Though I have tried to avoid all possible use of technical terms, in the following very abbreviated description of the digestive organs and their processes, their use will be occasionally required.

In order to make the work of digestion as clear as possible without a lengthy description, we will follow the food in its travels through the alimentary canal, explaining the actions of the organs and various digestive juices with which it comes in contact.

After food has been called for by appetite and has gone through the first process of digestion by thorough mastication, it is swallowed and allowed to enter the stomach. Now immediately upon entrance, this food comes in. contact with the gastric juice which is secreted by the peptic glands, and which exudes in tiny drops from the inner surface of the stomach like perspiration from the pores of the skin. Not only the quality but the quantity of this digestive juice furnished depends greatly upon how much food is needed - in other words on how hungry you are at the time the food is eaten. The feeling of hunger, the ability to heartily enjoy the food eaten, is an unmistakable indication that there will be secreted a full supply of these digestive juices, that will be poured forth copiously as the process of eating and digesting continue; and the more intensely the food is enjoyed, the more each morsel is dwelt upon in the act of mastication by the sense of taste in the endeavor to secure its most delicious flavor before swallowing, die more freely does the gastric juice flow, and, naturally, the more perfectly is the work of stomach digestion performed.

The time required for stomach digestion depends greatly upon the character of the food, and upon how carefully the work of mastication has been performed. If the food has been hurriedly bolted it will require much longer than if it had been practically reduced to a liquid before swallowing. The period of digestion has been variously estimated from two to five hours. The stomach, while digestion continues, involuntarily churns and presses the food back and forth within its walls that it may be thoroughly mixed with the gastric juices. Portions of the digested food that are rendered liquid are all the time being absorbed by the stomach during this process. As the gastric juice of the stomach only digests albuminous, muscle making, articles of food, that will readily account for the feeling of increased muscular power which so quickly follows eating when one is tired and much in need of nourishment; and, when mastication has been properly performed, the saliva begins the work of digesting all starchy, heating foods, and undoubtedly some of this is also absorbed by the glands of the stomach, thus also accounting for the feeling of increased warmth that usually follows half an hour or more after a meal.

Of course immediately after a hearty meal the blood is attracted to the stomach in such quantities in its endeavor to supply the gastric juice and do the other work in connection with digestion, that one naturally feels the cold more than usual for a short time, if exposed, but this passes away within half an hour at most after a meal and a feeling of increased warmth is then noticed.

As part of the mass, being digested by the stomach, assumes a condition that indicates the process of stomach digestion has been completed, it is allowed to pass the pylorus and enter the duodenum, which is a part of the small intestines. Here the food comes in contact with two other digestive juices that are poured forth under normal conditions as needed - the bile and pancreatic juices. The bile is alkaline in character; it neutralizes the gastric juice, emulsifies the fats, making them soluble, and it also has antiseptic qualities which act upon the entire intestinal canal. The pancreatic juice is similar to the saliva of the mouth and performs important offices, though in addition to digesting starchy elements it also digests albuminous - muscle making - and fat.

From the duodenum the food enters the principal part of the small intestines. Here it comes in contact with another fluid called the intestinal juice. This juice possesses the power pecular to itself of digesting all the various food elements, thus practically completing the work of digestion. The small intestines are supplied with a very large number of glands which absorb large quantities of the nourishment made ready by the various digestive juices with which the food had previously come in contact. From the small intestines the food is slowly forced into the colon where absorption still continues though in a much more limited degree.

For a technical description of the process of absorption of the nourishing elements of the food, I refer you to the following by Dr.
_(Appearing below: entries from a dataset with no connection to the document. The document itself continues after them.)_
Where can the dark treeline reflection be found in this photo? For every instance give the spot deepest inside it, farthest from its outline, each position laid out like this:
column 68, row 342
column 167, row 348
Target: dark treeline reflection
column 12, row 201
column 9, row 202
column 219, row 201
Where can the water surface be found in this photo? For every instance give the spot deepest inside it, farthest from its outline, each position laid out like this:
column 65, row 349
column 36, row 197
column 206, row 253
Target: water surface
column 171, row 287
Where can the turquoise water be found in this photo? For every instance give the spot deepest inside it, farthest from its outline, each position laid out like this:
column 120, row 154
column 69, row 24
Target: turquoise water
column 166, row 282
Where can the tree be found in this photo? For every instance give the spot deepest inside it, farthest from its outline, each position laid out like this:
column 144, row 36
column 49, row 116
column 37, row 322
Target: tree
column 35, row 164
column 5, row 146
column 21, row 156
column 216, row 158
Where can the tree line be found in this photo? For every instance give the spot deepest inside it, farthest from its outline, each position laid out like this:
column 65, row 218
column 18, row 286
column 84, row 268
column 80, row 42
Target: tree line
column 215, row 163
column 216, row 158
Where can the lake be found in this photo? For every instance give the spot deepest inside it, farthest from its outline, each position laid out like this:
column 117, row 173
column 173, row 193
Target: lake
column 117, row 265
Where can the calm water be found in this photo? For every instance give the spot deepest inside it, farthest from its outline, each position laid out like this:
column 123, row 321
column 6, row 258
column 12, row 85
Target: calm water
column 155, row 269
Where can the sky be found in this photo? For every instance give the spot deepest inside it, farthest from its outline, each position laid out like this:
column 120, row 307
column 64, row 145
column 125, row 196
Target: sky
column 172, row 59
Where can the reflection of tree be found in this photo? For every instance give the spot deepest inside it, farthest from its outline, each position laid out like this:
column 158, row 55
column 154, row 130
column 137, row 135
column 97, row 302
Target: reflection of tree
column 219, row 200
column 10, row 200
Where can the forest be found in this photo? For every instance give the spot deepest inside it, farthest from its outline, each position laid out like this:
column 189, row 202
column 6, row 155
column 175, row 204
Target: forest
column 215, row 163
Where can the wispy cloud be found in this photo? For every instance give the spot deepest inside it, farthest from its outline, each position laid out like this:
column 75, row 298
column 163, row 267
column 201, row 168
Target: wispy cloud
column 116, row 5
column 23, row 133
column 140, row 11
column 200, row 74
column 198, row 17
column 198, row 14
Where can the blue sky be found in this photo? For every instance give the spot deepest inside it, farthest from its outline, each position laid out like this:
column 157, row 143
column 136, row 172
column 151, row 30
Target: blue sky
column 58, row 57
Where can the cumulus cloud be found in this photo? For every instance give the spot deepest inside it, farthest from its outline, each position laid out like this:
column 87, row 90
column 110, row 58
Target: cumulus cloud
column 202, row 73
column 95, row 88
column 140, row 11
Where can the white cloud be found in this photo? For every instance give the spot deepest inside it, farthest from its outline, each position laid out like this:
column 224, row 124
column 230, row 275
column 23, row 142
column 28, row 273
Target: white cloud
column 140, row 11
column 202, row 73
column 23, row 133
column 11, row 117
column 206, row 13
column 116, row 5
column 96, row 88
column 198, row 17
J. H. Kellogg:

"The process of absorption begins almost as soon as food is taken into the mouth, and continues so long as any soluble nutriment can be extracted from the alimentary mass. The work of absorption is performed by two sets of absorbent vessels, minute veins, and lymphatics, here called lacteals. The venous absorbents take up whatever is held in solution in the food taken into the stomach, and the principal portion of the digested farinaceous, saccharine, and albuminous elements of food. The lacteals absorb the emulsified fats, and some portion of the other elements. The products absorbed by the venous absorbents find their way into the general circulation through the hepatic vein, after passing through the liver, which is apparently a wise arrangement of nature, to provide for a sort of filtration before the more delicate tissues of the body are exposed to the action of whatever deleterious elements the food may happen to contain. It is claimed by physiologists that the liver has also an important function to perform in completing the work of digestion, especially that of starchy substances. The food mingled with venous blood is conveyed to the liver by the portal vein.

Those products which are absorbed by the lacteals, reach the general circulation through the thoracic duct, a long, slender lymph vessel which empties "into the large vein from the arm on the left side."